Piyer’in çocuksu sözlerine karşılık olarak omuz silkmekle yetindi Prens Andrey. Ona göre bu türden budalalıklara cevap verebilmek imkânsızdı.

“Herkes kendi inançları için savaş çıkarsaydı, dünyada savaş diye bir şey olmazdı.” dedi.

O safça sözlere bundan başka bir cevap vermek de güçtü hani.

“İşte o vakit, dünyanın tadına doyulmazdı.” dedi Piyer.

Prens Andrey gülümsemişti.

“Doğru, evet. Ama nerede o günler!”

Piyer damdan düşercesine sordu:

“Sahi, siz neden savaşa katılıyorsunuz kuzum?”

“Neden mi? Bilmem. Katılmam gerekiyor herhâlde. Ayrıca…”

Bir an durduktan sonra tamamladı sözünü:

“Katılıyorum çünkü burada sürdüğüm hayat bana göre bir hayat değil!”

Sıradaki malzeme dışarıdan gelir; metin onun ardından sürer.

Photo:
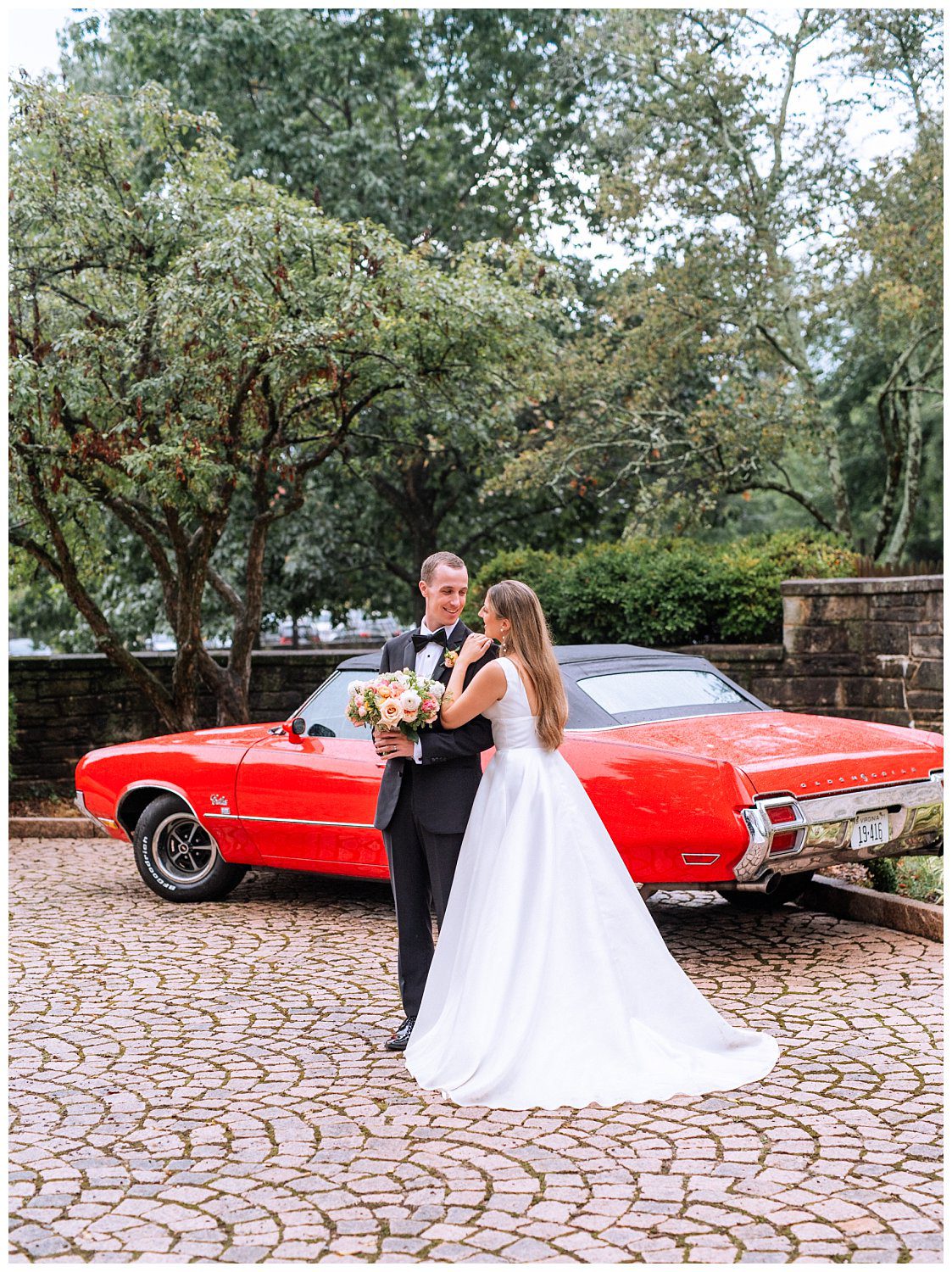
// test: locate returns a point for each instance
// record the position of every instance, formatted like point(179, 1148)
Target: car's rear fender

Bir kadın giysisinin hışırtısı işitildi yan odadan. Prens Andrey, orada değilmiş de yeni kendine geliyormuş gibi silkindi. Yüzü, yeniden Anna Pavlovna’nın salonunda takındığı ifadeye bürünmüştü. Oturuşunu düzeltip ayaklarını yere indirdi Piyer. Aynı anda da Prenses içeri girdi.


VI

Başka bir elbise giymişti üzerine. Toplantıdaki kadar şık ve zarif bir ev giysisiydi bu. Prens Andrey, kibarca yerinden kalkıp karısının oturması için bir koltuk çekti. Prenses, hızla ve telaşla koltuğa yerleşirken her zamanki gibi Fransızca olarak başladı konuşmaya:

“Niçin diye sorarım sık sık kendi kendime, niçin Annette bir türlü evlenmedi? Onunla evlenmemiş olduğunuzdan dolayı, bilseniz ne kadar budalasınız, baylar! Bağışlayın beni ama tek tek hepiniz kadın konusunda kara cahilsiniz. Tartışmayı bu kadar sevdiğinizi doğrusu hiç bilmezdim, Bay Piyer!”

Piyer en ufak bir sıkıntıya (hani şu, bir delikanlının genç bir kadınla ilişkilerinde pek sık rastlanan sıkıntıya) kapılmaksızın cevap verdi Prenses’e:

“Kocanızla bile durmadan tartışıyorum. Niçin savaşa gitmek istediğini bir türlü anlayamıyorum çünkü.”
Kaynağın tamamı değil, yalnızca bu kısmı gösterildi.